Jesus reminds us that humility is not just a hidden quality that no one ever notices. Humility shows up in the life of a Christian. Humility asks the question: “Jesus, how can I reflect a little bit of your humility in my life?” Maybe that means you will actively find ways to think of yourself – your wants, your schedule, your family, your hobbies – less and others more. Maybe you’ll reevaluate the way you look at coworkers and neighbors not thinking of what they should do for you, but what you can do for them. Humility will lower you and raise others up so that you can say “I’m sorry” to a friend or relative. This humility that saved you and the humility that God is growing in you will make it easier for you to give your offerings in church, knowing that the gifts are providing for others here and, through our synod, around the world. Humility means husbands and wives don’t have to try to win arguments. Thinking that arguments can be won for the good of a marriage is so counterproductive and proud. Instead, because Christ looked to serve your needs, you can serve your spouse’s needs without looking for the payback.
Jesus has one final thing that really elevates humility for us: “you will be blessed. Although they cannot repay you, you will be repaid at the resurrection of the righteous.” Now, please don’t confuse what Jesus has just promised. Your humility cannot save you. If that was the case that would mean heaven must be earned. Heaven cannot be earned. Only Jesus saves you. Only Jesus can open the narrow door, as we learned last week. Only Jesus’ humility can exalt you to eternal life in heaven.

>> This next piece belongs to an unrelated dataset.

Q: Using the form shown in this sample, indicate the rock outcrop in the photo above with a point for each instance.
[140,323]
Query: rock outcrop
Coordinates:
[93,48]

Instead, this crazy promise assures you that a humble life will be exalted. Jesus says go find ways to practice humility with people who cannot pay you back and he will repay you. Be caring and supportive and helpful and generous even if you never see the pay off in this life, Jesus will find a way to make it all work out. And let’s just say that your humility does make an impact on your family and neighbors. Let’s say because faith moved you to be humble 15 people heard about Jesus and have faith in him. Isn’t that a repayment in and of itself? And yet, Jesus says he himself will repay you. The Savior who humbled himself for you, who rose from the dead, who was exalted to his throne in heaven, he will repay you for your humility.
There’s really no reason for me to proud about me. I can’t earn heaven. I haven’t impressed God with my life. Too often I try to exalt myself and humble others. I end up acting like those Pharisees. Jesus did the opposite. He lowered himself for me. His humility paid for my eternity in heaven. If you want to be proud about something, be proud of him. If you want someone to be first in your life, it’s him. And you will be blessed with an eternity that is certainly not low but exalted in glory with him. Amen.